The analysis is based on the dataset Titanic Data.csv.
This file explains the meaning of each column in the given dataset.
Using the read.csv() function in R, data is read and stored in a dataframe called “titanic”.
titanic.df<-read.csv(paste("Titanic Data.csv", sep=""))
Using the View() function the dataframe is viewed.
View(titanic.df)
Counting the total number of passengers on board the Titanic.
dim(titanic.df)
## [1] 889 8
length(titanic.df$Survived) #Alternate
## [1] 889
Therefore, total number of passengers on board the Titanic = 889
Counting the number of passengers who survived the sinking of the Titanic. Survival {0 = No, 1 = Yes}
mytable <- with(titanic.df, table(Survived))
mytable # frequencies
## Survived
## 0 1
## 549 340
Therefore, the number of passengers who survived the sinking of the Titanic = 340
Measuring the percentage of passengers who survived the sinking of the Titanic.
prop.table(mytable)*100
## Survived
## 0 1
## 61.75478 38.24522
Therefore, the percentage of passengers who survived the sinking of the Titanic = 38.24522
Counting the number of first-class passengers who survived the sinking of the Titanic.
mytable <- xtabs(~ Pclass+Survived, data=titanic.df)
mytable # frequencies
## Survived
## Pclass 0 1
## 1 80 134
## 2 97 87
## 3 372 119
Therefore, the number of first-class passengers who survived the sinking of the Titanic = 134
Measuring the percentage of first-class passengers who survived the sinking of the Titanic.
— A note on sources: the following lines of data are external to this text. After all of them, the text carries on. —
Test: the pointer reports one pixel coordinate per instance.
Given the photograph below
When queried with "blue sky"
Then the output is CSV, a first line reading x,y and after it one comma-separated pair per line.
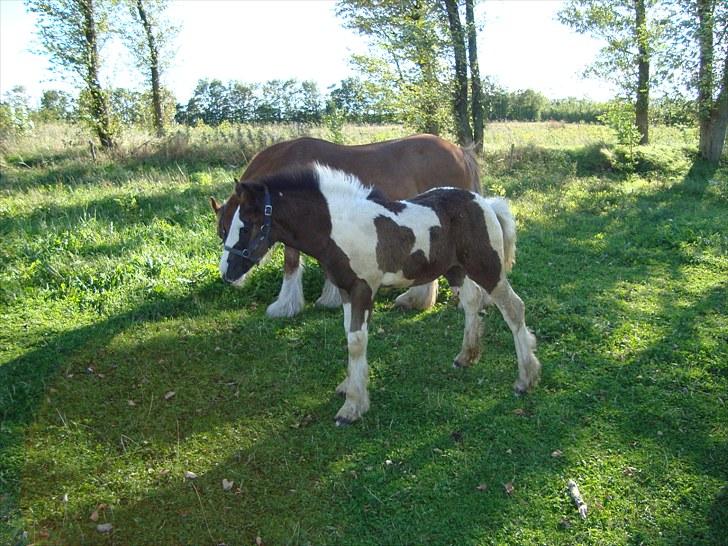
x,y
521,45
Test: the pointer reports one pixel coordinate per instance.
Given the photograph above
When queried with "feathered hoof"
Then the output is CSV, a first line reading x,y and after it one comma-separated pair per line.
x,y
341,388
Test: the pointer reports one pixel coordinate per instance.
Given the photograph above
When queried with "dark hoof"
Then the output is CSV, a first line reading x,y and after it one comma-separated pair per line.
x,y
518,390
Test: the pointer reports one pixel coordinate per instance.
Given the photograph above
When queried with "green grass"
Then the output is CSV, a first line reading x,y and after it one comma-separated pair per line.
x,y
110,298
prop.table(mytable, 1)*100
## Survived
## Pclass 0 1
## 1 37.38318 62.61682
## 2 52.71739 47.28261
## 3 75.76375 24.23625
Therefore, percentage of first-class passengers who survived the sinking of the Titanic = 62.61682
Counting the number of females from First-Class who survived the sinking of the Titanic
mytable <- xtabs(~ Sex+Pclass+Survived, data=titanic.df)
ftable(mytable)
## Survived 0 1
## Sex Pclass
## female 1 3 89
## 2 6 70
## 3 72 72
## male 1 77 45
## 2 91 17
## 3 300 47
Therefore, number of females from First-Class who survived the sinking of the Titanic = 89
Measuring the percentage of survivors who were female
margin.table(mytable, c(1,3))
## Survived
## Sex 0 1
## female 81 231
## male 468 109
prop.table(margin.table(mytable, c(1,3)), 2)*100
## Survived
## Sex 0 1
## female 14.75410 67.94118
## male 85.24590 32.05882
Therefore, percentage of survivors who were female = 67.94118
Measuring the percentage of females on board the Titanic who survived
margin.table(mytable, c(1,3))
## Survived
## Sex 0 1
## female 81 231
## male 468 109
prop.table(margin.table(mytable, c(1,3)), 1)*100
## Survived
## Sex 0 1
## female 25.96154 74.03846
## male 81.10919 18.89081
Therefore, percentage of females on board the Titanic who survived = 74.03846
Run a Pearson’s Chi-squared test to test the following hypothesis: Hypothesis: The proportion of females onboard who survived the sinking of the Titanic was higher than the proportion of males onboard who survived the sinking of the Titanic.
mytable <- xtabs(~ Sex+Survived, data=titanic.df)
chisq.test(mytable)
##
## Pearson's Chi-squared test with Yates' continuity correction
##
## data: mytable
## X-squared = 258.43, df = 1, p-value < 2.2e-16
Since the probability is small (p < 0.01), we reject the Null hypothesis that gender and survival are independent.